THEY and their ancestors fled the poverty and hopelessness of rural China to seek their fortune across the ocean. Now they mix with kings and presidents and control fortunes that move effortlessly across national borders.
The overseas Chinese elite, among the richest people on earth, consider themselves citizens of the world.
One of them, James Riady, son of Mochtar Riady, or Li Wenzheng to give him his Chinese name, is a close friend of President Bill Clinton from their years together in Arkansas in the late 1970s, a frequent visitor to the White House and a controversial contributor to the Democratic Party.
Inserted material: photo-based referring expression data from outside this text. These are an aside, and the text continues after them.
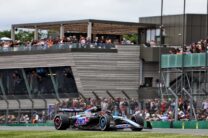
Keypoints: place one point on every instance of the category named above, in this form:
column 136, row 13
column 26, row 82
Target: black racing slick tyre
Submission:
column 104, row 122
column 61, row 122
column 139, row 120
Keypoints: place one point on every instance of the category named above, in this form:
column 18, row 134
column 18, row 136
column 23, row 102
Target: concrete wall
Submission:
column 195, row 27
column 92, row 71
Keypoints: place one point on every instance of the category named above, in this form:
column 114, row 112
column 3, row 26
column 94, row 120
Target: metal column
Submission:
column 54, row 84
column 28, row 88
column 176, row 104
column 5, row 99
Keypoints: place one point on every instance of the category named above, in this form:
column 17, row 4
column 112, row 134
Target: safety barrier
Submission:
column 155, row 124
column 180, row 124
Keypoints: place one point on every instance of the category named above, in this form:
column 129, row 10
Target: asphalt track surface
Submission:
column 154, row 130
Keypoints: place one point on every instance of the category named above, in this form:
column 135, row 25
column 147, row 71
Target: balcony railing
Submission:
column 66, row 47
column 190, row 60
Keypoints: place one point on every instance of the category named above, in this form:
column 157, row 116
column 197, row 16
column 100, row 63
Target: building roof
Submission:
column 98, row 26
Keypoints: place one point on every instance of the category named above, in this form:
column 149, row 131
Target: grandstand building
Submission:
column 32, row 78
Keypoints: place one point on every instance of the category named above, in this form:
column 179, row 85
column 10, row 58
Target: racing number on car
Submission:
column 81, row 121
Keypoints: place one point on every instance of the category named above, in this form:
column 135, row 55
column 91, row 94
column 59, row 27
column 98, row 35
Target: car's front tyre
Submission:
column 61, row 122
column 104, row 122
column 139, row 120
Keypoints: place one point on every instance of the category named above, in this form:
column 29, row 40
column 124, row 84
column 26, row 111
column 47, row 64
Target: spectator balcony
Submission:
column 185, row 60
column 151, row 54
column 58, row 48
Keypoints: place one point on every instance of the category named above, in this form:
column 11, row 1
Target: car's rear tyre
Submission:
column 139, row 120
column 61, row 122
column 104, row 122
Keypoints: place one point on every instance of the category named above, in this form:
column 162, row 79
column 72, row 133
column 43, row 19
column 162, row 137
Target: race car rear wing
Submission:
column 70, row 110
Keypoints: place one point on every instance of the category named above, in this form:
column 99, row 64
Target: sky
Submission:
column 33, row 11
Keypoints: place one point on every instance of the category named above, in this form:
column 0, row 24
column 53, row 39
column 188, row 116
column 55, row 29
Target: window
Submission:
column 148, row 81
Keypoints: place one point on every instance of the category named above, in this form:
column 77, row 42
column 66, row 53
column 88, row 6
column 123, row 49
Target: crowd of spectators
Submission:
column 65, row 42
column 197, row 47
column 150, row 109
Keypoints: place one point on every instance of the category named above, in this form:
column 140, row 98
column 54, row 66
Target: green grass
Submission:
column 95, row 134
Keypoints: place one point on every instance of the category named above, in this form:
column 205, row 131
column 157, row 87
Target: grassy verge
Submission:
column 83, row 134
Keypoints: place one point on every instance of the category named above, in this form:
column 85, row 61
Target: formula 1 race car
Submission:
column 94, row 118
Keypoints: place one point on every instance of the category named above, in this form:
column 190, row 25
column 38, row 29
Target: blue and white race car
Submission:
column 94, row 118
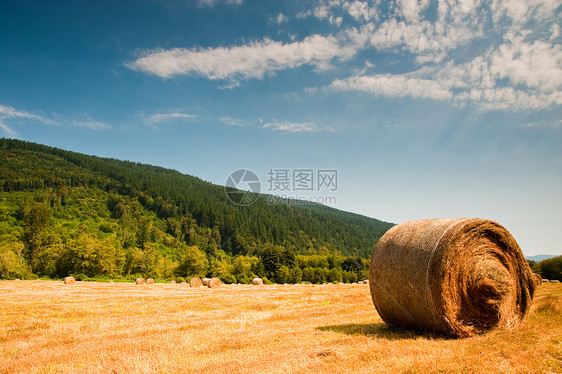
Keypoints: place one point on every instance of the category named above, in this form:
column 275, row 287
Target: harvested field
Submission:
column 47, row 327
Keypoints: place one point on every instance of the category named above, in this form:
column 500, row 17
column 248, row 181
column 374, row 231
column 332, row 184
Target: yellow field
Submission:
column 49, row 327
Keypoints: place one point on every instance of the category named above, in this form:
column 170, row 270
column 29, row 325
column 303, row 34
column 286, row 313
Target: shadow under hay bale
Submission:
column 461, row 277
column 214, row 283
column 195, row 282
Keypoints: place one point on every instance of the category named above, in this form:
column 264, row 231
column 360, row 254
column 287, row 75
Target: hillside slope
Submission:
column 135, row 206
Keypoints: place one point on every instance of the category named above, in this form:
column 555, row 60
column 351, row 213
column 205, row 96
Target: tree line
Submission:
column 63, row 213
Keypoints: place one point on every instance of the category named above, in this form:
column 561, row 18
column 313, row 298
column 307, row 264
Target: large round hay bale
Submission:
column 459, row 276
column 214, row 283
column 195, row 282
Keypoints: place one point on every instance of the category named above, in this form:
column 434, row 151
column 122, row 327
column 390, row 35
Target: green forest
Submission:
column 65, row 213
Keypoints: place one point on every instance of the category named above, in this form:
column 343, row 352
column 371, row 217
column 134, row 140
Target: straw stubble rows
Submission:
column 50, row 327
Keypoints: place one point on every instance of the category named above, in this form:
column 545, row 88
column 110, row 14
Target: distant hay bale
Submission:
column 195, row 282
column 461, row 277
column 214, row 283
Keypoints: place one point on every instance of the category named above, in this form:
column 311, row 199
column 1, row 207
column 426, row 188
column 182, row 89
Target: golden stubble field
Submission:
column 91, row 327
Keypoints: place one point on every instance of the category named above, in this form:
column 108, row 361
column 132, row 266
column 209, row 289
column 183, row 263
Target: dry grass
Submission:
column 46, row 327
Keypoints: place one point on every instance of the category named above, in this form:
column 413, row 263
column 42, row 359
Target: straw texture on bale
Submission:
column 195, row 282
column 537, row 278
column 214, row 283
column 458, row 276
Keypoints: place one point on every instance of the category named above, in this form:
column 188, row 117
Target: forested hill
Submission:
column 138, row 207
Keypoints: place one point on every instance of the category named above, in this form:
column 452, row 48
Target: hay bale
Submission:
column 461, row 277
column 195, row 282
column 537, row 278
column 214, row 283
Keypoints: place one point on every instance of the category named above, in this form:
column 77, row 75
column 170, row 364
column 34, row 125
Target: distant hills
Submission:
column 112, row 217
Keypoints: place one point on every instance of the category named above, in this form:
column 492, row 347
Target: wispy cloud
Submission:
column 212, row 3
column 167, row 117
column 229, row 121
column 520, row 70
column 8, row 131
column 288, row 126
column 253, row 60
column 91, row 124
column 11, row 114
column 157, row 120
column 495, row 55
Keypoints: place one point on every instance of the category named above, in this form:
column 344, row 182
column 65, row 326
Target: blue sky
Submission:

The Riady family is one of those who have chosen to invest some of their fortunes in the towns they came from on the coast of Fujian province, southeast China. Fujian has a population of 33 million, with an estimated eight million migrants and their descendants abroad, most in Southeast Asia.
The town of Fuqing, 50 kilometres south of the provincial capital of Fuzhou, has been greatly changed by the largesse of two of the families among the 700,000 people that have emigrated. The present population is about one million.
One of its benefactors is Sudono Salim, whose Chinese name is Liem Sie Liong, head of the Salim Group, the largest company in Indonesia. He is one of the wealthiest of overseas Chinese. The other is Djuhar Sutanto, or Lin Wenjing, chairman of Indocement, part of the Salim Group, whose parents hail from the area.
The two men set up a group called Yuan Hong, which makes its presence felt everywhere in Fuqing.